Bunting ended by promising the appointment of a special select committee of the House to hear submissions on the prison issue from technical experts and members of the public, including civil society groups.
But that did not calm opposition MPs, who insisted that they would not support the deal offered by the British government.
Things heated up when Holness rose and immediately raised the issue of an article on the British 10 Downing Street (home of the British prime minister) website which, he said, reported that the British government had already signed a deal to send home Jamaican prisoners in Britain to serve their time in a new Jamaican prison.
Holness asked the minister to publicly deny the statement and make a commitment that he would not sign any such agreement.
Bunting responded that he was aware of the statement, but insisted that it was not the case and the matter had been brought to the attention of the British High Commission in Kingston for correction.
Bunting reiterated that he had only signed a non-binding memorandum of understanding.

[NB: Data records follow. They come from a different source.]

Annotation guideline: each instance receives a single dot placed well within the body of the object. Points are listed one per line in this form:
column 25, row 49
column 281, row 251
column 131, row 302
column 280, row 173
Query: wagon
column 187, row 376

Holness also referred to another article on the British Treaties website (a database of all treaties signed by the British government), which stated that there was a bilateral agreement from June, 2007, for transferring the prisoners back to Jamaica.

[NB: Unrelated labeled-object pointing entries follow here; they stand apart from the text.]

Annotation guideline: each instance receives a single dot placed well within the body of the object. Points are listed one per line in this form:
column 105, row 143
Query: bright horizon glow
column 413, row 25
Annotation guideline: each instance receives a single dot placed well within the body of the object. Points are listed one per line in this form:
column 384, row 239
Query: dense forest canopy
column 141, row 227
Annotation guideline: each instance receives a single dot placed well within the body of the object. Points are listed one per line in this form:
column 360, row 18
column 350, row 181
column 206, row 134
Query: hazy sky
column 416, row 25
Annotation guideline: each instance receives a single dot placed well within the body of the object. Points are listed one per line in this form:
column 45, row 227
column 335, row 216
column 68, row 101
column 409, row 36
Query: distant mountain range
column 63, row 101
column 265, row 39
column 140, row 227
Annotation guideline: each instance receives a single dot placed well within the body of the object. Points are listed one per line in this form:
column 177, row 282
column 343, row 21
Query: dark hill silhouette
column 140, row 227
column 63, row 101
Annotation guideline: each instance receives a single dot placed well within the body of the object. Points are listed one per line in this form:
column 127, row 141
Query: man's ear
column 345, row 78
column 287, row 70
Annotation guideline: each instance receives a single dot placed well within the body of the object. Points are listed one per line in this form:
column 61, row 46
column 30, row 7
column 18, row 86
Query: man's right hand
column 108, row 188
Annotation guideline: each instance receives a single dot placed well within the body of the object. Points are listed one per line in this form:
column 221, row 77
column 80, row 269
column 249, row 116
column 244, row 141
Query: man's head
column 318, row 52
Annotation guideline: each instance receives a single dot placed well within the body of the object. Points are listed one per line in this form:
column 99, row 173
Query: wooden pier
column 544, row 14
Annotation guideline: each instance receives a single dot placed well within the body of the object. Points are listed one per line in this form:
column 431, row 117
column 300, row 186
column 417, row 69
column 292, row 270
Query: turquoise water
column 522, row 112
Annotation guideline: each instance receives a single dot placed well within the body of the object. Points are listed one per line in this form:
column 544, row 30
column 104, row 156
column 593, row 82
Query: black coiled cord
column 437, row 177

Bunting said that he was not aware of the website, but he had heard that a previous (People’s National Party) administration had signed a “different type of prisoner transfer agreement”, but it was never effected.
He said that, in addition, none of the laws which would need to be amended to facilitate the transfer were changed.
Bunting said he had not signed any other document, other than the recent MOU, which would have laid the foundation for the transfer arrangements.
He said the British government had made an offer, which was contingent on the government of Jamaica signing a prisoner transfer agreement.
“We have said to them that, in order to sign a prisoner transfer agreement, we first have to have legislation which would allow it. So, we have said that we have entered upon a process which, if successful, would see legislation passed, would see the negotiation of a prisoner transfer agreement and possibly then the commencement of construction on the receipt of the funds from the UK,” Bunting explained.
But Holness accused Bunting of being deceptive, and commented that the opposition was not even sure if the special select committee would be set up to hear submissions.
He asked whether Bunting would make available to the House a copy of the MOU with Britain.
Bunting said he would discuss it with the minister of foreign affairs, but that he suspected that the MOU would be made available for the special select committee to examine.
Holness said that the opposition did not expect to await the setting up of the committee, which may never be set up, and that it should come to the House immediately.
In response to Bunting’s suggestion that the opposition seemed to have two positions: one, that there was no support for the agreement; and the other suggesting that it would be accepted with certain conditions, Holness said: “We on this side do not support any such agreement. It is an agreement that is not in the interest of Jamaicans.”
He said that while the British Press had made it clear that the prison transfers would save Britain money, the Jamaican government had not demonstrated what the savings and the benefit to the Jamaican taxpayer would be.
“We say to this government: do not proceed any further with this agreement. And we would want from you, Minister, today, I put it to you, that you would give a commitment today that you will not proceed any further with this agreement,” Holness said.
“I believe the leader of the opposition is being delusional,” Bunting responded, angrily.
“He obviously believes that for the brief period for which he was prime minister he can still continue to give those types of instructions to the cabinet. He is not in that position any more, and I am not taking any instructions from him; and that’s final,” Bunting said.
Holness immediately rose from his seat and walked out of the chamber, followed by the other opposition MPs.